You are taught to begin grieving at the first diagnosis given of cancer. Any certainties in the future are suddenly introduced with ‘Ifs’, ‘Maybes’ and varying levels of pity. This is terrifying and your mind can’t help but run to the worst situations. There were so many elements of the illness that were new to me, but what shocked me the most was the response I received being the daughter of someone with cancer and the responsibility I felt to grieve ‘correctly’.
I felt pressure to constantly communicate my most honest, raw emotions surrounding the diagnosis to anyone who asked about it. It was exhausting.
Often cancer treatment is lengthy and the outcome is uncertain, so those expectations felt inescapable.
It felt like my every movement, emotion and action was analysed. I could no longer drink a bit too much at a party because I was young and experimenting, I could no longer fail a test because I was simply not doing well at a subject, I could no longer laugh, joke or even cry without my mum’s illness being constantly related to the event.
In situations like that, a common reaction is for you to detach yourself from the situation, for your emotions to numb and your responses to become less compassionate.
I was so aware that the sympathy and questions all came from places of good intent but I couldn’t handle being the spokesperson of our family’s emotions during such a difficult time. The combination of intangible amounts of guilt and sadness led me to become a very numb and dissociated shell of myself. I ended up pretty much refusing to speak about it in non-medical terms. I’m sure to a lot of people it looked like I was lacking in compassion, care and perhaps I did seem cold - but I truly cared for my mum and family more than anything in the world.
When someone is diagnosed with cancer, I get why the instant reaction is sympathy. I understand that I was told about every possible negative outcome of the treatment in order to prepare me, and warn me of the very worst. But from the moment my mum was diagnosed people responded like it was a death sentence, and there was an expectation that I should have reacted like it was.

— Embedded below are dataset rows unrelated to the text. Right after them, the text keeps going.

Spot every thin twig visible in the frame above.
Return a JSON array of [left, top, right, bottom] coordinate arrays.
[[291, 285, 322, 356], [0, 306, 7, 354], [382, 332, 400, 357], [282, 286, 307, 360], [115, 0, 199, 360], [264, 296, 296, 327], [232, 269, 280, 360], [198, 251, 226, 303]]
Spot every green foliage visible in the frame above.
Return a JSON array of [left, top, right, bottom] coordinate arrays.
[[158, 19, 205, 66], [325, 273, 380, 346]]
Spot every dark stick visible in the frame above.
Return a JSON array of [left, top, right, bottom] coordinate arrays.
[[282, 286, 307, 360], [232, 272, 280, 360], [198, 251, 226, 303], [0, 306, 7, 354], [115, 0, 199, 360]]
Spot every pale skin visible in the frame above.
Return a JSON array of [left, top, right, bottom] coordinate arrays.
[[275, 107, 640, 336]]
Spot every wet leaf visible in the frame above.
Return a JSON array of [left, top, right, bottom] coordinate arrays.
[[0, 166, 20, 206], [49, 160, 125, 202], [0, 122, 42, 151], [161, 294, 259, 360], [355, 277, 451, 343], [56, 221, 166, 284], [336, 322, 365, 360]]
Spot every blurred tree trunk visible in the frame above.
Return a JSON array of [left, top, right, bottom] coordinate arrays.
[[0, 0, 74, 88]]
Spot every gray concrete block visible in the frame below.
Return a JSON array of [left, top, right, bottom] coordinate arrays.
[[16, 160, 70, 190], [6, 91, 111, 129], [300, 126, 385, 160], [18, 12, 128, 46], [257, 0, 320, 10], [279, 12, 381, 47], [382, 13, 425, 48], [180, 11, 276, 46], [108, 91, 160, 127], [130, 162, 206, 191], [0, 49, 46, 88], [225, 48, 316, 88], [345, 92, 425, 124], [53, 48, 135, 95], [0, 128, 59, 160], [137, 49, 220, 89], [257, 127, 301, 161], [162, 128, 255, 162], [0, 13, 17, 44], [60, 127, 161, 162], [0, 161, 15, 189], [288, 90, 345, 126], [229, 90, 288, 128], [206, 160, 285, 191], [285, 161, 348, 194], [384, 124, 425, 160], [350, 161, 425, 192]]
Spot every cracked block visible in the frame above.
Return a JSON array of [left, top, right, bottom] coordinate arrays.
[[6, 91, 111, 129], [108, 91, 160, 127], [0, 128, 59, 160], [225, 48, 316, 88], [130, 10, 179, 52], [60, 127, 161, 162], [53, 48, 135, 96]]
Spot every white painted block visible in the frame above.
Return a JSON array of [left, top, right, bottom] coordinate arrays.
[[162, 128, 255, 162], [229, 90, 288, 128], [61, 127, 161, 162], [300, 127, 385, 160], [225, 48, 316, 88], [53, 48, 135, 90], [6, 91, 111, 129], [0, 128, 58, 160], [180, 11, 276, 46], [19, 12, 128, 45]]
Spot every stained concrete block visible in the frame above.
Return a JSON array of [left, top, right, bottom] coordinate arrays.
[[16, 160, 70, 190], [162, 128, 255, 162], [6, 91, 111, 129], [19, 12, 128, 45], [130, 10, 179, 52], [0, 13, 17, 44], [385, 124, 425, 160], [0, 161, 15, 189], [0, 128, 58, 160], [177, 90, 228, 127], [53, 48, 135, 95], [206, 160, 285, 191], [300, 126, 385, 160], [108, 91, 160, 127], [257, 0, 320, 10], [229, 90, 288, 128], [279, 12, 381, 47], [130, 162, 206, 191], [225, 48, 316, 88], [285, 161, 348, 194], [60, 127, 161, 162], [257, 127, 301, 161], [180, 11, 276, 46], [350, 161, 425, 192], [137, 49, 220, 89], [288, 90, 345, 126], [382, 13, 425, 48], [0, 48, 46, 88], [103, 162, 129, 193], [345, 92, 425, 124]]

Nowadays, I don’t feel any anger or even frustration towards the way people reacted and responded to me because everyone was trying their best and I truly believe that. Ultimately the detachment and dissociation I experienced was a coping mechanism to an overwhelming situation. We all did what we needed to do to survive, to function and live day to day but my main priority should have been to support my mum and my family and not to appease typical symptoms of grief.
There is still so much fear around cancer and it is scary. And because of this, people often don’t know how to react to you when your relative has been recently diagnosed or undergoing treatment - and that’s okay. We don’t want you to pretend to be a psychologist, we don’t want a perfectly crafted response or in depth knowledge about the medical procedures; we just don’t want the illness to be the only thing you see.